2023: Week 31 - HR Month - Filling in Missing IDs
Challenge by: Kelly Gilbert
Validated by: Abiramm Thavajothy
After a successful HR Month at the end of 2022, Kelly has returned with more real-life (fake data) challenges for us! Since Kelly's data prep tool of choice is Alteryx or Python, we also enlisted some help from colleagues at the Data School to ensure the logic works in Tableau Prep as well. Thanks for your help with this one Abi! Over to Kelly:
Over the next few challenges, we’ll be using fake employee data for a small network of distribution centers. The data is fake, but the challenges are based on real people analytics challenges.
In this challenge, we have two HR tables: one that contains the list of employees (with their name, DOB, etc.), and one that contains a monthly snapshot of which employees worked at each DC during the month.
We want to be able to join the two tables, but sometimes the employee_id is missing from one (or both!) of the tables. We do have a second ID (the guid), but sometimes that is missing as well! Fortunately, we have at least one of those IDs present for each record.
The goal for this challenge is to fill in the missing IDs in both tables, so they can be joined later.
Note: throughout this month, you’ll see the abbreviations, “ee”, which is short for employee, and “DC” which is short for distribution center
Inputs
Requirements
- Input the data
- Create a lookup table:
- Find the unique employee_id / guid combinations in each table
- Union the results together and remove any duplicates
- Filter out any rows where one of the IDs is missing
- Join the main table with the lookup table on employee_id (make sure to keep all records from the original table, whether or not they match)
- If the guid is missing from the main table, replace it with the guid from the lookup table.
- Join the result to the lookup table on guid (make sure to keep all records from the original table, whether or not they match)
- If the employee_id is missing from the main table, replace it with the value from the lookup table
- Repeat previous steps for both the employee table and the monthly table.

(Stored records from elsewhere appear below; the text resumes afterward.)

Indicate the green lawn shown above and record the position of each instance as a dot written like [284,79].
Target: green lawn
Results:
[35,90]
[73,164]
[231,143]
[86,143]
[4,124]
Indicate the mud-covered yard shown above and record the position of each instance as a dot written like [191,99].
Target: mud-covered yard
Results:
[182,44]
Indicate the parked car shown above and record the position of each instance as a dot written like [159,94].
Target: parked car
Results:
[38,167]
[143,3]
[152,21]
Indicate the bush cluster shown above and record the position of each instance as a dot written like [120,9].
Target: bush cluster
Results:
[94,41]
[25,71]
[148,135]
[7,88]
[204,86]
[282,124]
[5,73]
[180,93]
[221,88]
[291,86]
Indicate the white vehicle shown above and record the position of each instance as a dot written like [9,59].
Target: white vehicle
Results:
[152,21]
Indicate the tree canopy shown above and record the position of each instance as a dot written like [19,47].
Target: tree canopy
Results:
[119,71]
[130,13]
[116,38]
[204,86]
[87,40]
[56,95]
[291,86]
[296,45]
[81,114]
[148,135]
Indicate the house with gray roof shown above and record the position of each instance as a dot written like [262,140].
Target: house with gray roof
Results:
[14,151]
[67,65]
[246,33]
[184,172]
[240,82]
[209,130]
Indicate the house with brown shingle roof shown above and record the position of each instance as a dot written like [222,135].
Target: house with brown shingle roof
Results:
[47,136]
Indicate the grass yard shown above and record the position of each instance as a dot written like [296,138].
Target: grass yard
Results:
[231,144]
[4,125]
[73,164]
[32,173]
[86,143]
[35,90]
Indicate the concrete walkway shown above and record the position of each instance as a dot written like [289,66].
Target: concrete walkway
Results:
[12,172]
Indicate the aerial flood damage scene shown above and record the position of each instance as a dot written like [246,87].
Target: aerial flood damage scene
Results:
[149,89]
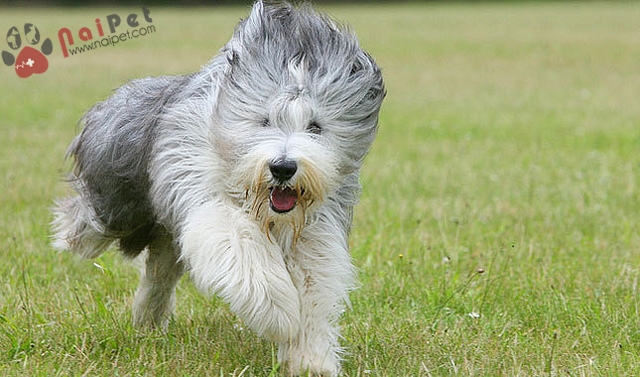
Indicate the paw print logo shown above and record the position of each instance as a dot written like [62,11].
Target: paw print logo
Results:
[29,60]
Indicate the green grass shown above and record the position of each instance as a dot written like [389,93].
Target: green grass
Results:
[509,145]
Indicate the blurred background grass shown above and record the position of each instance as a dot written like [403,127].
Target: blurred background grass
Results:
[498,228]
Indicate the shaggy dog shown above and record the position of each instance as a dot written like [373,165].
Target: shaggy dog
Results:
[244,175]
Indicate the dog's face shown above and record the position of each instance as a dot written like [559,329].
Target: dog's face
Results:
[296,113]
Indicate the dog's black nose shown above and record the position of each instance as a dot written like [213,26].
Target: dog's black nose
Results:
[283,170]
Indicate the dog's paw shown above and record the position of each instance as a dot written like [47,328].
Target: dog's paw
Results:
[29,60]
[309,362]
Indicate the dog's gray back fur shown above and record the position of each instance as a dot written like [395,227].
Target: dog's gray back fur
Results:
[249,75]
[112,157]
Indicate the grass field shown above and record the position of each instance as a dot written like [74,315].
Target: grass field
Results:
[497,235]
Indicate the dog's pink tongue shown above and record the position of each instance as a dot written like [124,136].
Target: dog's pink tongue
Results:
[283,199]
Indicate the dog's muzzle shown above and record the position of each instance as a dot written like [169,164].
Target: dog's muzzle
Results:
[282,198]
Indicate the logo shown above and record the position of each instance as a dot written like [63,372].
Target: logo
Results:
[32,57]
[66,39]
[29,60]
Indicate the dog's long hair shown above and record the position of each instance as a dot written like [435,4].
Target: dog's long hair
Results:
[247,170]
[188,132]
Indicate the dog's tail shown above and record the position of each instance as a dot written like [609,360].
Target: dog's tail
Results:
[76,228]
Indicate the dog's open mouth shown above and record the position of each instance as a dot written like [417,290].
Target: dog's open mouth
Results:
[283,199]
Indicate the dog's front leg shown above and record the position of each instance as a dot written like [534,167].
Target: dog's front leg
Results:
[321,268]
[228,254]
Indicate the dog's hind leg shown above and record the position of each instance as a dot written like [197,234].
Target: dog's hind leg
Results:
[77,228]
[155,297]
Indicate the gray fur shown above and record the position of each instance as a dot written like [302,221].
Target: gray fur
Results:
[179,166]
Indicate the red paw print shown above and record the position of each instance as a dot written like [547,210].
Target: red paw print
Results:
[29,59]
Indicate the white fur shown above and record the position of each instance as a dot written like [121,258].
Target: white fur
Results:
[181,167]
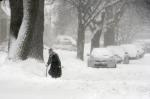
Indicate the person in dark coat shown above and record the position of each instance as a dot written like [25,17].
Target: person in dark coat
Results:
[55,68]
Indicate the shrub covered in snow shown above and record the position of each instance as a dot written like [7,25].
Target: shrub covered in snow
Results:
[101,58]
[131,49]
[65,42]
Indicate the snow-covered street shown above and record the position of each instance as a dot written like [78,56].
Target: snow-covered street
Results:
[78,81]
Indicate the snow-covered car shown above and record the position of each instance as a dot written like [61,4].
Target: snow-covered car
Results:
[65,42]
[101,58]
[140,50]
[132,50]
[117,52]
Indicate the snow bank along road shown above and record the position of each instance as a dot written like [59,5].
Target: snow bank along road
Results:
[78,81]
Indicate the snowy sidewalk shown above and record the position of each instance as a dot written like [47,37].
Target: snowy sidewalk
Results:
[78,81]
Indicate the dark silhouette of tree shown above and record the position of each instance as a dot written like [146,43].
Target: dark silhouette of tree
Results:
[113,16]
[87,11]
[26,29]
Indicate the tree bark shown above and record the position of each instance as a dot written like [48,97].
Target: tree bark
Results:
[21,47]
[16,7]
[109,36]
[37,37]
[80,37]
[95,42]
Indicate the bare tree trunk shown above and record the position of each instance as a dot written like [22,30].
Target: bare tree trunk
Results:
[81,37]
[37,37]
[109,36]
[21,47]
[95,42]
[16,7]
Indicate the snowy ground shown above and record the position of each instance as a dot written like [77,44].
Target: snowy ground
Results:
[27,80]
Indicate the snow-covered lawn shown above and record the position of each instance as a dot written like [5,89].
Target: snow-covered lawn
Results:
[26,80]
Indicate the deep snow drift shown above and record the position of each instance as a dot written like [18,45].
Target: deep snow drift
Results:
[26,80]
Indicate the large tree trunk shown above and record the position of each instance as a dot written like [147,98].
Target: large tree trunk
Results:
[81,37]
[21,47]
[16,7]
[37,37]
[95,42]
[109,36]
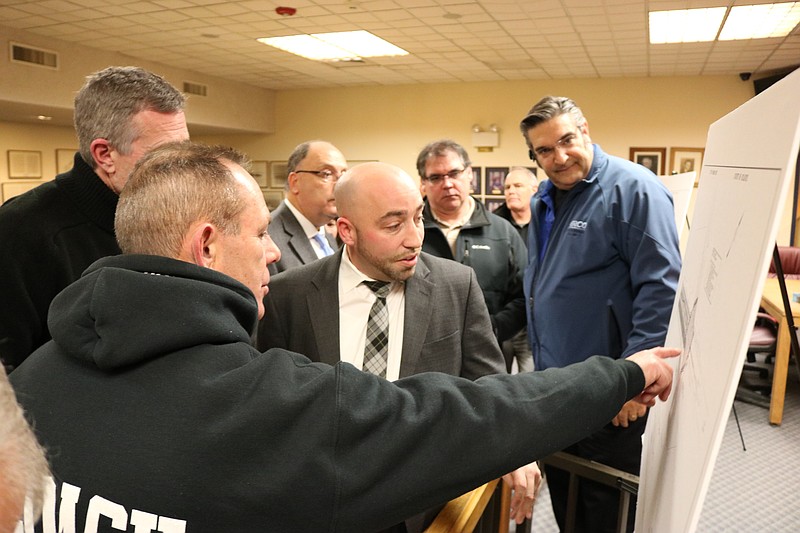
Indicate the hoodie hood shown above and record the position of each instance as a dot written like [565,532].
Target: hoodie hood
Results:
[92,318]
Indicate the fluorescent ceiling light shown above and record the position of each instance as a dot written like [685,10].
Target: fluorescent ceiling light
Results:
[685,25]
[761,21]
[340,46]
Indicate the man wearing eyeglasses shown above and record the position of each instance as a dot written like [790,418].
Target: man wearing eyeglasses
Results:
[603,265]
[298,224]
[460,228]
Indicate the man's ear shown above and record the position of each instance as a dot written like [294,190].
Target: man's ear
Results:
[203,245]
[291,180]
[101,153]
[585,129]
[346,230]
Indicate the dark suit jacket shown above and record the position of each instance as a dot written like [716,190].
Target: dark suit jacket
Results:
[288,235]
[447,326]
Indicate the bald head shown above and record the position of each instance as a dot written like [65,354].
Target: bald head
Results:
[380,220]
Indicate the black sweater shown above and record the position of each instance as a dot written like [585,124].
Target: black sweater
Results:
[153,405]
[48,237]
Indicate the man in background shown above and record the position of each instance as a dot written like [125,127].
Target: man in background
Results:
[436,316]
[298,223]
[460,228]
[602,272]
[162,416]
[518,188]
[23,468]
[50,234]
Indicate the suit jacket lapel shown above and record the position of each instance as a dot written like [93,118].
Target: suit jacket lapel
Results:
[323,308]
[419,309]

- Make sure that there are no nulls in the employee_id and guid fields in both tables
- Output the results (two files)
Outputs
- 10 fields
- employee_id
- guid
- first_name
- last_name
- date_of_birth
- nationality
- gender
- hire_date
- leave_date
- 537 rows (538 including headers)
- 6 fields
- employee_id
- guid
- dc_nbr
- month_end_date
- hire_date
- leave_date
- 7,440 rows (7,441 including headers)